A final note is that the real ONS stats of course have a lot more age brackets than the “young” and “old” from my example. This is particularly necessary for an illness such as Covid where the prognosis is so dramatically affected by age. They use the 2013 European Standard Population age breakdown which can be seen in table 7 of their methodology document.

So now we hopefully buy into the idea that using age-based standard populations provides a fairer way to compare mortality rates between otherwise age-incompatible groups, what do we see with the dataset in the file that started this all off?

Using the same rows of data as the original chart used, April and May 2022, but this time looking at the age standardised mortality rate, we see:

By the nature of this type of analysis there is some statistical uncertainty, represented by the error bars showing 95% confidence intervals. But it’s very clear that once the 2 populations have been adjusted for age the death rate in the vaccinated sample is much lower than that in the unvaccinated sample. The unvaccinated people are on average more than twice as likely to die as the vaccinated people are.

To avoid having to accuse myself of the same cherry picking that the authors of the initial chart did, here’s the same data for the entire time series. Whilst the differences between the two groups have changed over time, there’s not a single month where the rate of vaccinated people dying was higher than the unvaccinated group when age is controlled for.

Now age standardisation isn’t a magical fix to all the problems one encounters when comparing observational data from two self-selected groups. The only thing it controls for is age. In reality, due to the rules around who was eligible for a vaccine in the UK there would likely be an additional bias towards the most vulnerable of the younger people being in the vaccinated group too. This would have the effect of making the vaccinated group rates look relatively “worse” than that they really are – so the age standardised chart likely understates any benefit of the vaccine in that respect.

The ONS notes the possibilities of these outstanding biases in the 9th note attached to the file.

Caution must be taken when comparing mortality rates and counts as the characteristics of people in the different vaccination status groups, such as health, may differ, particularly due to the prioritisation of the vaccine to more clinically vulnerable people. While differences in the ages of people in the vaccination status groups are accounted for, other differences, such as ethnicity or level of deprivation, may remain, which can affect the mortality rates and counts.

However there’s no data in this file that can let us dig into that further.

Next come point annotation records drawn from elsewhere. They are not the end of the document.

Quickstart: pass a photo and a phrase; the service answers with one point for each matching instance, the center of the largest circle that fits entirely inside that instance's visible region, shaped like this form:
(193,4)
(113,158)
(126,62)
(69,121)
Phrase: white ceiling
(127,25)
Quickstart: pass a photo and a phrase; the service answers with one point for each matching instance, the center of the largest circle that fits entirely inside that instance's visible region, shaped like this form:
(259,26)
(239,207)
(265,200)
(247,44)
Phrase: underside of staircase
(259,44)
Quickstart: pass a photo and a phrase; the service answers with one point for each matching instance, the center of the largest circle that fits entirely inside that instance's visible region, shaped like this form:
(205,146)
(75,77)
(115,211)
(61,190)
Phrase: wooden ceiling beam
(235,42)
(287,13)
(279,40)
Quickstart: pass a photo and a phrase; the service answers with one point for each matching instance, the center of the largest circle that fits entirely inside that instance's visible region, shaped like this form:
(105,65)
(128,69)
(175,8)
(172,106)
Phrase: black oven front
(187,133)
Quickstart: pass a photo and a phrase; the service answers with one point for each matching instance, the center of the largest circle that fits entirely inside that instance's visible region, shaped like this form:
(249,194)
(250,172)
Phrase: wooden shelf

The best way to “control for everything” is by performing a well-designed randomised control trial. Happily, the appropriate regulations ensured that each of the available vaccines featured in studies of those type before they were permitted to be used.

Whilst no vaccine is either 100% effective or 100% risk free, each of the ones the UK uses showed a high – in fact surprisingly high – health benefit, with very low risk of serious side effects, in the environment that existed at the time. Since then, literally hundreds of thousands of Covid-19 related scientific papers have been published, and many organisations continue to monitor the progress of the pandemic and humanity’s response, including the ongoing efficacy of vaccines.

For those of us in the UK, the details of how the Covid vaccines are being proactively monitored by the UK Health Security Agency, the Medicines and Healthcare Regulatory Agency, NHS England, and other organisations can be seen in this strategy document.

The MHRA in particular is tasked with continuously monitoring the safety of vaccines, including the Covid-19 ones. Their latest report based on the Yellow Card reporting scheme is currently here. If you feel you may have experienced any side effects from vaccines or other medications that haven’t already been reported by your healthcare provider, you can use the Yellow Card reporting site to share your experience with them.